My Sleeping Karma, ce sont quatre jeunes allemands adeptes d’une certaine éthique DIY (superbe pochette réalisée par le guitariste, production assurée par le batteur), parmi lesquels on retrouve la section rythmique de feu The Great Escape et qui proposent ici six instrumentaux avoisinants presque tous les 8 minutes au sein desquels ils développent des idées simples et sans prétention à l’aide d’une gratte légèrement saturée (voir pas saturée du tout), d’une basse bien ronde, d’une batterie hypnotique et de synthés vaporeux. Présenté de cette façon, on pourrait penser qu’il s’agit d’un quelconque projet psychédélique, mais en évitant d’alourdir la production de tonnes d’effets afin de garder un son très organique et en incluant des passages plus heavy de façon équilibrée, My Sleeping Karma se positionne entre Monkey3 pour sa capacité à évoquer des émotions variées teintées de mélancolie et Brant Bjork pour l’aspect toujours décontracté des compos. Hymn 72, le titre le plus concis, n’aurait d’ailleurs pas dépareillé sur Jalamanta, tout comme l’intro de Intention qui ouvre par ailleurs l’album de façon magistrale grâce à l’impression apaisante qui s’en dégage, tandis que 23 Enigma, qui lui succède, débute sur le même ton avant de brusquement basculer vers le gros son auquel nous sommes coutumiers. En évitant de répéter inlassablement les mêmes schémas dans la structure des morceaux, ces six titres de qualité équivalente parviennent à maintenir l’attention de l’auditeur en lui offrant une large palette de sonorités sans jamais se perdre dans des délires psychédéliques, ce qui rend l’ensemble toujours très accessible.

Grâce à ce premier album, My Sleeping Karma établit un nouveau pont entre le psychédélisme et le stoner tout en affirmant d’emblée son identité parmi la myriade de groupes instrumentaux évoluant dans ce style. Et j’hésite encore à les ranger dans ma pharmacie plutôt que dans une étagère à cd.

Sideburn – Trying To Burn The Sun

Sideburn - Trying To Burn The Sun

La Suède. Encore. Trio dans le plus pur style stoner. Artwork psychédélique plutôt réussi. Son de guitare excellent. Gras à souhait. Batterie étrangement restituée. Mixage déséquilibré. Prééminence des cymbales et des toms. Caisse claire au fond. Grosse caisse imperceptible. Son de basse trop propre et trop aigu à mon goût. Voix qui se cherche encore. Maniérisme campé entre Ian Astbury et John Garcia. Moyennement convaincant lorsqu’il n’est pas filtré par des effets. Morceaux corrects et efficaces. Quelque part entre Kyuss, Nebula et Twin Earth. Dans un style très vintage end-sixties. A la Blue Cheer. Certes intéressant. Mais pas de quoi s’arracher les favoris. Encore légèrement trop conventionnel. Leur futur est dans leur avenir. A eux de s’en acquitter de la manière la plus attractive possible. Ils en ont la capacité.

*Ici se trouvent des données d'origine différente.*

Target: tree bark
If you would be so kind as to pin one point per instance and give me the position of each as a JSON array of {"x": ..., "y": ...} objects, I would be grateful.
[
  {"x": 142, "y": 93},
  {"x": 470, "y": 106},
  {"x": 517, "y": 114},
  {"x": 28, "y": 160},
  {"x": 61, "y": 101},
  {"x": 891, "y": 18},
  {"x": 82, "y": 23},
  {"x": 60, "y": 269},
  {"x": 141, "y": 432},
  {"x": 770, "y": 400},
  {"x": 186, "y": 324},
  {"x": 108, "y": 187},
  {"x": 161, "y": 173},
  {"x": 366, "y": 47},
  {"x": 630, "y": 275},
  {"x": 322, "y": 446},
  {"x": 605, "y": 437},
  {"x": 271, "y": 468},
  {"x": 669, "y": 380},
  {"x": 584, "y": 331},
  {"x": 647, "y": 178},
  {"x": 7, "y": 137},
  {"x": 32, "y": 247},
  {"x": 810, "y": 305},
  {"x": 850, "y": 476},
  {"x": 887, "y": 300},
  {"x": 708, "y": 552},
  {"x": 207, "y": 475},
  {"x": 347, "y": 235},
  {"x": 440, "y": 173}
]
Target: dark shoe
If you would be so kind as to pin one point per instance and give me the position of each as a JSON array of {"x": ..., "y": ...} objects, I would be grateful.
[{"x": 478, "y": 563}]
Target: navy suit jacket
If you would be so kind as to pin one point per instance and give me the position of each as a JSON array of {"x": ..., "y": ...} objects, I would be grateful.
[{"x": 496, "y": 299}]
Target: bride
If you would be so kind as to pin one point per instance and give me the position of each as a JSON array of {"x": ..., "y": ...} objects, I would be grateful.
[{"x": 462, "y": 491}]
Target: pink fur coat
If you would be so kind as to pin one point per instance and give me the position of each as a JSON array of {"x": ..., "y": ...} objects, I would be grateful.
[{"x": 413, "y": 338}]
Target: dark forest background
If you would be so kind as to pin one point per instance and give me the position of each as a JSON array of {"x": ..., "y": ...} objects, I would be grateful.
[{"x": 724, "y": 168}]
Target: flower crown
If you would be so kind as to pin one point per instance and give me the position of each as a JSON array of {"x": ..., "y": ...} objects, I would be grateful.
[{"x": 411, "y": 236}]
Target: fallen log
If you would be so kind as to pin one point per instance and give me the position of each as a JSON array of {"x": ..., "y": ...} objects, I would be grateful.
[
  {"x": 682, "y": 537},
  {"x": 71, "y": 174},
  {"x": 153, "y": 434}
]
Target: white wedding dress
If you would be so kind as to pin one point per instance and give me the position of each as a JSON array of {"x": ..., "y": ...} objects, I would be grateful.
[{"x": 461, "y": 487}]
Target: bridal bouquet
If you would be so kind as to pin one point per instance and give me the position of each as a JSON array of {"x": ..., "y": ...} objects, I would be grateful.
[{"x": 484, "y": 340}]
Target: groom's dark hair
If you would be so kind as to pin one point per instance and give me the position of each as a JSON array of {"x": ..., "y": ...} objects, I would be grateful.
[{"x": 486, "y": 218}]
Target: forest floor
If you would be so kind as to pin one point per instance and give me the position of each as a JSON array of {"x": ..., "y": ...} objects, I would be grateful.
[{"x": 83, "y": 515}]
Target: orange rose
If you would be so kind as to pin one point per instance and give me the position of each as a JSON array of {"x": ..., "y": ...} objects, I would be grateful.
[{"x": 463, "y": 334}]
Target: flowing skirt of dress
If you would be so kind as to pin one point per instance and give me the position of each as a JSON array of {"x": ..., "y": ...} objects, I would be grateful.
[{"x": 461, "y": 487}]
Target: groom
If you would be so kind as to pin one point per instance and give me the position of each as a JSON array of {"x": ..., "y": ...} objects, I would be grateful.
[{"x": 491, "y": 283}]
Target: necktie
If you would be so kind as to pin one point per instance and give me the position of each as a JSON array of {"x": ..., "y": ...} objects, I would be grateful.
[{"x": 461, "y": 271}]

Orange Goblin – Healing Through Fire

Orange Goblin - Healing Through Fire

6e plaque pour les gravos du pays de Sa Majesté et un beau retour aux sources point de vue riffs: spontanéité et envoi direct en plein dans la face. Ca part sur un effet de wah-wah qui annonce la couleur très rapidement dans un élan 100% rock pour aboutir aux vociférations si typées et identifiables du géant Ben descendu de sa montagne pour l’occasion.

Ok, rien de neuf sous le soleil mais c’est quand même toujours aussi bon. Faut croire que ces groupes prennent un malin plaisir à retourner aux sources et à l’énergie vibrante de leurs premiers albums.

La voix est toujours rageuse et les paroles, on l’aura deviné, étrennent toujours les thèmes des 5 premiers albums du Sab. Je me suis demandé pendant pas mal de temps comment cette voix pouvait coller aussi bien à la zique d’OB. Outre la personnalité et la présence du frontman, je pense que cela vient de son côté étouffé (entendez par là en termes de basses fréquences propres au stoner).

A leur écoute, on pense toujours à la gomme des pneus sur le bitume, aux moteurs surgonflés, à la bière fraîche qui coule à flots, au whisky frelaté, aux filles faciles et autres clichés rock. Pas très original me diront certaines et certains mais quand on est mordu du style, il est difficile de ne pas y succomber. J’ai oublié de mentionner qu’un cuir et un jeans crades sont de rigueur (n’ayez pas l’air d’un yéyé).

La 4e chanson et son riff hypnotique nous offre une vision plus carrée du groupe mais ne tarde pas à digresser dans le groove au fil des minutes. La 6e plage au titre éponyme est une petite perle façon Orange Goblin toute en puissance et en parfaite maîtrise des petits contre-temps si doux à l’oreille. OB s’offre même un petit interlude acoustique et on pense au Planet Caravan du Sab. Cependant, n’allez pas penser qu’il s’agisse de plagiat. On finit aussi avec un long morceau blues qui dégénère en disto sur la fin (dur de se retenir avec une telle bande de gaillards) avec de l’harmonica pour l’occasion.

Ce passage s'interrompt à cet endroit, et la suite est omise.